2. De zorgverzekeraar maakt tenminste vier weken voor een tekendeadline kenbaar welke polisvoorwaarden en restitutietarieven voor ongecontracteerde zorgaanbieders zullen gelden, zodat zorgaanbieders daarmee rekening kunnen houden bij hun contracteerbeslissing.
3. De zorgverzekeraar is in de contracteerperiode voldoende beschikbaar om vragen te beantwoorden en in te gaan op tegenvoorstellen of verzoeken om overleg. Bij wisseling van zorginkopers vindt een goede overdracht van de dossiers plaats.
4. De zorgverzekeraar zal het contracteerproces zodanig inrichten dat de zorgaanbieders voldoende gelegenheid hebben om het contracteeraanbod te beoordelen en daarover in gesprek te gaan met de zorgverzekeraar.
5. De zorgverzekeraar zal het contracteerbeleid inrichten op een wijze die zowel richting zorgaanbieders als verzekerden transparant, verifieerbaar en non-discriminatoir is.
6. Bij een contracteeraanbod zal de verzekeraar een duidelijk en volledig overzicht geven van de wijzigingen ten opzichte van het daaraan voorafgaande contract.
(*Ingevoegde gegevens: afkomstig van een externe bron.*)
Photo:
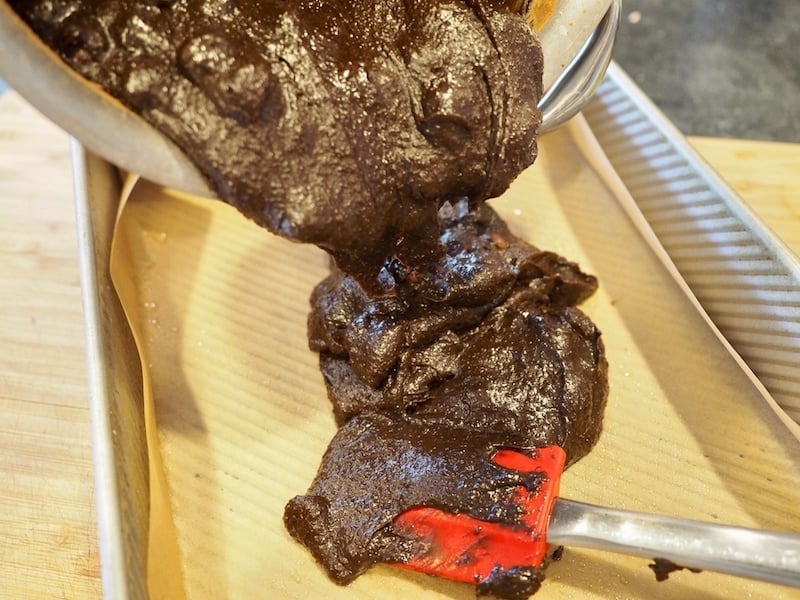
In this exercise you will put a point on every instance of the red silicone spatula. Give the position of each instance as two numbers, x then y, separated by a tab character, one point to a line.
463	548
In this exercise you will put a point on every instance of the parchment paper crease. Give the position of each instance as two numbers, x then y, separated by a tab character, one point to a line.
237	417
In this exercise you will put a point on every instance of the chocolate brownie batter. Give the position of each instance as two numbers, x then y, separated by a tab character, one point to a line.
376	129
342	123
427	389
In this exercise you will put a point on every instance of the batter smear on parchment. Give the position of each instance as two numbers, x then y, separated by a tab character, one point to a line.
376	130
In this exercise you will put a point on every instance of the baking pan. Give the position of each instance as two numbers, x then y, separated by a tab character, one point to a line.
694	468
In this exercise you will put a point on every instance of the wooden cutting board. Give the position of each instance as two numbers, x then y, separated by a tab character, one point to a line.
48	545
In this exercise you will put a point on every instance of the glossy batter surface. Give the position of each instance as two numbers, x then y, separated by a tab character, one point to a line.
377	130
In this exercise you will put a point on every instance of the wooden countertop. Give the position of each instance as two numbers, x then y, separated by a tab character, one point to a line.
48	542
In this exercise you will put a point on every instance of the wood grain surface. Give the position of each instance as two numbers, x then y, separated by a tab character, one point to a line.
48	545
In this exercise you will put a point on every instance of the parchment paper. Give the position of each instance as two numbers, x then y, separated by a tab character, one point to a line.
238	418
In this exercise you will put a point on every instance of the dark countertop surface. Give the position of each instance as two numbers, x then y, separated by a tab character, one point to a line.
721	68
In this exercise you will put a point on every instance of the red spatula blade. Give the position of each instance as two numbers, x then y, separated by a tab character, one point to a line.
462	548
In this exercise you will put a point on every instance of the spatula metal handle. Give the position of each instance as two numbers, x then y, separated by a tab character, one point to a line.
750	553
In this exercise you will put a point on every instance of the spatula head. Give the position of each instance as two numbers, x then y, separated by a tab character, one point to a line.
462	548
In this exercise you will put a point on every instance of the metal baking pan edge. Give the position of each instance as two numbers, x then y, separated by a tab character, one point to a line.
115	399
744	277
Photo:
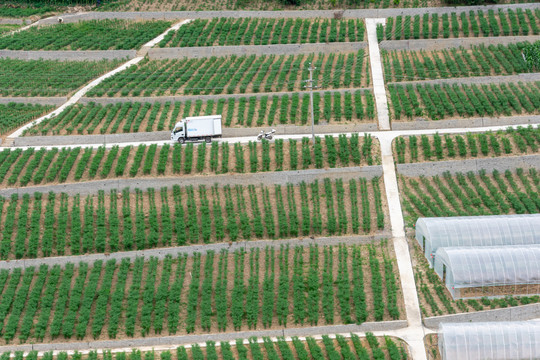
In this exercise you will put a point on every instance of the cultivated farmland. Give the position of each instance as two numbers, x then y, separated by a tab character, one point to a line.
47	77
88	35
214	292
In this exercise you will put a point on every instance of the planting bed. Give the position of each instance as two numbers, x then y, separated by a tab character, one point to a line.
31	166
442	101
470	194
472	145
79	225
257	349
329	107
253	31
210	292
13	115
48	78
452	63
86	35
435	299
236	74
462	24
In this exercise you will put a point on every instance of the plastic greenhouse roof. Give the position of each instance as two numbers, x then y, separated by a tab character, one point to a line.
490	340
490	266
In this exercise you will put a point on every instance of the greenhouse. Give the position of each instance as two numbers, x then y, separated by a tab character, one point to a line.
490	340
475	272
497	230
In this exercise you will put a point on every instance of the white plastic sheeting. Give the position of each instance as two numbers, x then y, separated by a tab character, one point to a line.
496	230
474	267
490	340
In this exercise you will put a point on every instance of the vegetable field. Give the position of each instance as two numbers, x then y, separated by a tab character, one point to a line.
442	101
211	292
463	24
13	115
236	74
86	35
253	31
451	63
469	194
48	77
472	145
329	107
436	300
18	167
349	348
189	215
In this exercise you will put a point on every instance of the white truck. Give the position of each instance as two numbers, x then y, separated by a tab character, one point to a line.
197	128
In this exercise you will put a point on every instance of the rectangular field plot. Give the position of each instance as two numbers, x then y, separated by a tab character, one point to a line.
48	78
437	102
210	292
237	74
293	109
469	194
13	115
253	31
453	63
86	35
472	145
189	215
463	24
33	167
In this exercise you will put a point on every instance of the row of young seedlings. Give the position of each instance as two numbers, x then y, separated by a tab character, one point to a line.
23	167
472	195
441	101
522	140
502	23
221	291
65	225
235	74
338	347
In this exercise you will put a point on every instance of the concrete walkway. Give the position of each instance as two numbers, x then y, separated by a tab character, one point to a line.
379	89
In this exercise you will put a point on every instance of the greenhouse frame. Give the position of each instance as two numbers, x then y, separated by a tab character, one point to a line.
495	230
493	271
490	340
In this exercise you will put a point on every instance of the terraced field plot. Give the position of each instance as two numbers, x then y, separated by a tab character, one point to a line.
472	145
463	24
329	107
188	215
253	31
47	77
236	74
86	35
214	292
31	166
494	60
13	115
470	195
442	101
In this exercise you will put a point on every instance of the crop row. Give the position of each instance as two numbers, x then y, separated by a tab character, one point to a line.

Voorts streeft de zorgverzekeraar ernaar om onnodige contractuele bepalingen te vermijden.
7. De zorgverzekeraar beoordeelt initiatieven om overleg met groepen van zorgaanbieders te voeren, bijvoorbeeld via een zorgmakelaar, en werkt zo nodig mee aan afstemming daarover met de ACM.
8. De zorgverzekeraar stemt niet-concurrentiegevoelige zaken af met andere verzekeraars en streeft op die punten een gelijkluidend aanbod na, bijvoorbeeld ten aanzien van de wijze van uitvraag van noodzakelijke gegevens op een voor zorgaanbieders zo min mogelijk belastende wijze.
9. De beroepsorganisaties worden in de gelegenheid gesteld tenminste twee maal per jaar te overleggen met de zorgverzekeraar over voor hen van belang zijnde onderwerpen, waaronder het meten van de kwaliteit van zorg en evaluatie van het contracteerproces.
10. Bij verschil van mening over de vraag of deze Good Contracting Practices worden nageleefd, zal de NZa bindend oordelen.
Gelijkwaardiger speelveld
GCP’s bindend maken kan bijvoorbeeld via de weg van artikel 45 WMG, waarin de NZa de bevoegdheid is gegeven om een aanwijzing te geven in het belang van een goede contractering. Op die wijze kan de NZa op de praktijk toegesneden GCP’s als norm formuleren, mits de Zorgautoriteit ook toeziet op naleving daarvan. Voeg daaraan toe een rulingpraktijk van de ACM, verbreding van de bagatel en de geschillenregeling zoals de minister die heeft voorgesteld in een recente brief en dan kun je binnen het bestek van de bestaande regelgeving iets doen aan de huidige onvrede bij zorgaanbieders.